Rashford has been badly out of form this season, with the majority of his eight goals and six assists coming in a month-long spell around the turn of the year where he appeared to have turned a corner, only to regress and struggle again in recent weeks.

It’s a far cry from the 30 goals and 11 assists he racked up last season or his 35 goal involvements from the 2021 campaign and his struggles have coincided with Man United’s as they’ve fallen out of contention in the race for a Champions League spot, with Erik ten Hag unable to extract any consistency from his team.

Red Devils legend, and current pundit, Ferdinand has given his assessment of what the 26-year-old needs to do to recapture his best form and save his career at Old Trafford, with the people in his entourage around him holding the key.

“It’s a pivotal moment in his [Marcus Rashford’s] career now,” said Ferdinand, speaking on the Stick to Football podcast, brought to you by Sky Bet. “He’s not a kid anymore.

“A lot of people look at potential and talent. He’s 26 – what were you [the panel] doing at 26? We were still making mistakes, don’t get me wrong, but on the football pitch you had it locked down, you knew what you were doing, you knew what you were about, who you were.

“There’s a big decision to make for him. He’s got to look at who is around him. I know his family play a big part with him, which is great, but who are the external people around that? Are they the right people, are they enabling him to make excuses for himself behind closed doors, or are they saying, ‘Look at yourself, and be accountable for what you are doing’? He needs to look at that and own that and make big decisions.

“When I joined Leeds United, I could’ve gone to Chelsea, and they were probably the club I preferred to go to at the time. The reason I left [West Ham] to go to Leeds was because it was out of London, and the external people around me, I needed to get away from. He’ll need to either decide to get rid of them and stay in Manchester or leave Manchester and get rid of those people. It might be an accumulation of different things, but that could be a big part because the people around you do have a big influence on how you are – especially accountability.”
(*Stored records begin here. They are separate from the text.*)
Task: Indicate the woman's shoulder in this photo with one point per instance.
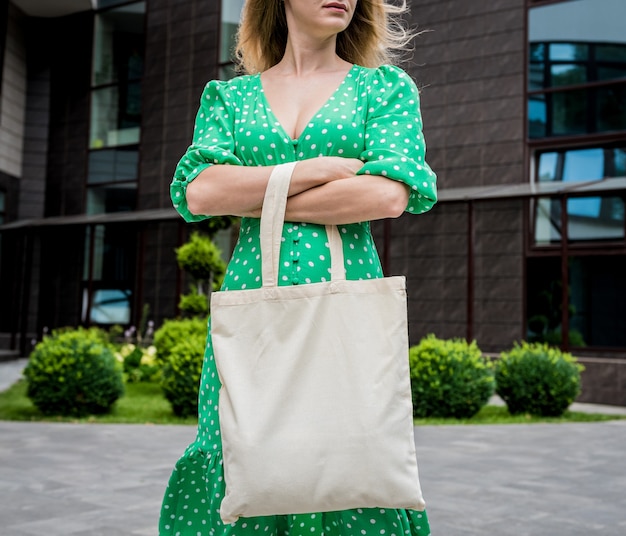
(387, 74)
(236, 86)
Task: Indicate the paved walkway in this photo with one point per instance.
(62, 479)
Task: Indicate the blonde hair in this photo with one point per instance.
(376, 35)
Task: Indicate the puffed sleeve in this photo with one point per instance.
(212, 143)
(394, 143)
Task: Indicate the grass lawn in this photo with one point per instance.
(500, 415)
(144, 403)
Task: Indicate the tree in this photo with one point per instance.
(202, 260)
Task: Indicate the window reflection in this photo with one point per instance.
(589, 218)
(231, 15)
(575, 45)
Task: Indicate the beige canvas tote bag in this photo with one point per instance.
(315, 406)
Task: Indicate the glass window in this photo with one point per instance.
(589, 218)
(111, 198)
(568, 74)
(596, 296)
(577, 44)
(2, 207)
(569, 112)
(583, 165)
(611, 108)
(115, 116)
(548, 167)
(537, 116)
(119, 44)
(116, 76)
(111, 263)
(110, 306)
(231, 15)
(113, 165)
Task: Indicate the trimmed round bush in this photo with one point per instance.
(175, 330)
(180, 378)
(74, 373)
(449, 378)
(537, 379)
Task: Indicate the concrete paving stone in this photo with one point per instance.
(540, 480)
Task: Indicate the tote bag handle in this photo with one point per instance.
(272, 221)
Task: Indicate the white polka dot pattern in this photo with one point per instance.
(373, 115)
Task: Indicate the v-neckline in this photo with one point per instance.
(277, 121)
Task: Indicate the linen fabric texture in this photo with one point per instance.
(315, 405)
(373, 115)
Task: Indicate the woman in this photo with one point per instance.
(320, 91)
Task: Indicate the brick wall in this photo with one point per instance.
(469, 64)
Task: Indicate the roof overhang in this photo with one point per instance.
(53, 8)
(140, 216)
(445, 195)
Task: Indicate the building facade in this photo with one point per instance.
(524, 106)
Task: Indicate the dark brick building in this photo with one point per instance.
(525, 121)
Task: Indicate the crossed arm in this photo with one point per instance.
(324, 190)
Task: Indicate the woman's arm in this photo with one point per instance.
(239, 190)
(351, 200)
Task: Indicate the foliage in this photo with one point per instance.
(537, 379)
(73, 372)
(139, 363)
(194, 303)
(180, 379)
(175, 330)
(202, 259)
(217, 223)
(449, 378)
(144, 403)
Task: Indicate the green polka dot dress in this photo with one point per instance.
(373, 115)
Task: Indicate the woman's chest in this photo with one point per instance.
(336, 128)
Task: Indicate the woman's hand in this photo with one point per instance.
(352, 200)
(324, 169)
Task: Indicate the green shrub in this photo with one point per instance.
(194, 303)
(173, 331)
(537, 379)
(180, 379)
(138, 362)
(73, 372)
(449, 378)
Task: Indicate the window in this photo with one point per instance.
(589, 218)
(115, 109)
(4, 21)
(577, 68)
(231, 15)
(2, 206)
(113, 160)
(596, 308)
(576, 91)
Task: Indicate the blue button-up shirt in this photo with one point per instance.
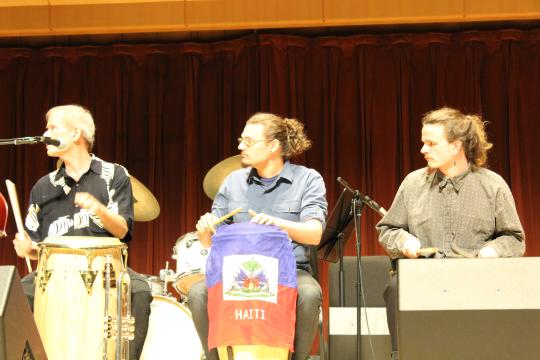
(297, 194)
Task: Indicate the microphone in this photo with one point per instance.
(36, 140)
(366, 199)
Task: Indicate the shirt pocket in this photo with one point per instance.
(288, 210)
(241, 216)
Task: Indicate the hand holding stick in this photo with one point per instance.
(12, 192)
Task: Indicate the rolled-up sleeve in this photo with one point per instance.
(313, 204)
(122, 199)
(393, 228)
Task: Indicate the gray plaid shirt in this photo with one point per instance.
(457, 215)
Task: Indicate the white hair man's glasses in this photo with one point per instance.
(249, 141)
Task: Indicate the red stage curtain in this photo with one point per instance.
(169, 112)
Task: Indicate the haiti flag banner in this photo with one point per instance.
(252, 288)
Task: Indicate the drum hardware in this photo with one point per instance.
(167, 276)
(43, 279)
(121, 327)
(89, 276)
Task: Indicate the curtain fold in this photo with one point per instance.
(169, 112)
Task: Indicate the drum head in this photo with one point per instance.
(82, 241)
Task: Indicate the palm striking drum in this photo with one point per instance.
(252, 290)
(76, 289)
(171, 332)
(190, 258)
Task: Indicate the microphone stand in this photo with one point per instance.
(358, 202)
(24, 140)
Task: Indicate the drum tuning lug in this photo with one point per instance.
(44, 279)
(88, 277)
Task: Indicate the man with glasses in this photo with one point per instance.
(270, 190)
(86, 197)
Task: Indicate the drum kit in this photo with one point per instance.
(95, 273)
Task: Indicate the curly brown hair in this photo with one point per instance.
(289, 132)
(469, 129)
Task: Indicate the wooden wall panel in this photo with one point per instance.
(65, 17)
(257, 13)
(392, 11)
(501, 9)
(142, 16)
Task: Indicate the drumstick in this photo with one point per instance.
(427, 252)
(12, 192)
(225, 217)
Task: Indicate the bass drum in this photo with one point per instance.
(171, 332)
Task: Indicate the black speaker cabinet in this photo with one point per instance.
(342, 320)
(19, 337)
(469, 309)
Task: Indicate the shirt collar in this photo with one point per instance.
(438, 178)
(285, 174)
(95, 166)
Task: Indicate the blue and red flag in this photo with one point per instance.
(252, 288)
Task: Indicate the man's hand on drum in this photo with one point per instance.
(24, 246)
(89, 202)
(411, 248)
(205, 228)
(262, 218)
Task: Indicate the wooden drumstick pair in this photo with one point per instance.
(12, 192)
(225, 217)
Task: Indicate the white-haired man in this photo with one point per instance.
(86, 196)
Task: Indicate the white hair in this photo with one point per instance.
(78, 117)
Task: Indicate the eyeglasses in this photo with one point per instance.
(249, 141)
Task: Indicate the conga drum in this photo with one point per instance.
(171, 333)
(252, 290)
(70, 297)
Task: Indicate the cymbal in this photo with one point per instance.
(217, 174)
(145, 205)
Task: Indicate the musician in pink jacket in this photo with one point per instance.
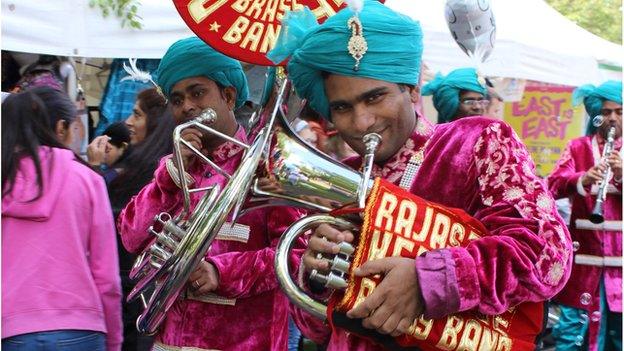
(232, 300)
(475, 164)
(591, 302)
(60, 275)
Rio Ferdinand joined the Stick to Football podcast this week (Getty Images)
Rio Ferdinand joined the Stick to Football podcast this week (Getty Images)

Ferdinand’s fellow Stick to Football panellist Gary Neville also admitted to concerns over Rashford’s current state of mind, believing that something is “not right” for the winger.

“Marcus Rashford, I don’t know how to say this but to me there’s something not right,” added Neville. “He’s not right, and it’s not just a case of him not playing well, he doesn’t look happy.

“I’m looking at him and thinking, I am worried about him. We know there’s been a couple of instances this season, he’s come under pressure and his form has been bad, but I look at him and think that’s not right. It’s not a lad that’s grown up with the freedom and spirit of playing for Manchester United as a kid.”

Gary Neville believes something is ‘not right’ with Marcus Rashford (PA)
Gary Neville believes something is ‘not right’ with Marcus Rashford (PA)

Roy Keane, Jamie Carragher, Ian Wright and Jill Scott completed the panel alongside Ferdinand and Neville as they discussed Manchester United’s struggles in general and the rivalry with Liverpool.

Keane also weighed in on the Rashford situation and determined that the forward needs “an old-fashioned kick up the arse” to turn his form around.

“There’s no question mark about his [Marcus Rashford’s] ability, he’s outstanding – but there’s something amiss with him,” said Keane. “We’ve had these conversations every few months – a player can have an off-spell or a dip, but he’s certainly not enjoying his football.

“I wouldn’t say I’m worried about him, but you look at him and there’s something amiss. The people around him, whether it be family or his manager, who’s on his case every day. Who is giving him an old-fashioned kick up the arse and saying ‘Come on, we need more from you’?

“If you want to be this leader, and you’re on the big contracts, then there is that responsibility. I don’t think that is happening, I don’t think there is anybody on his case. That doesn’t mean to say he still can’t produce and start running a bit more. He’s been at the club a long time, since he was a kid.”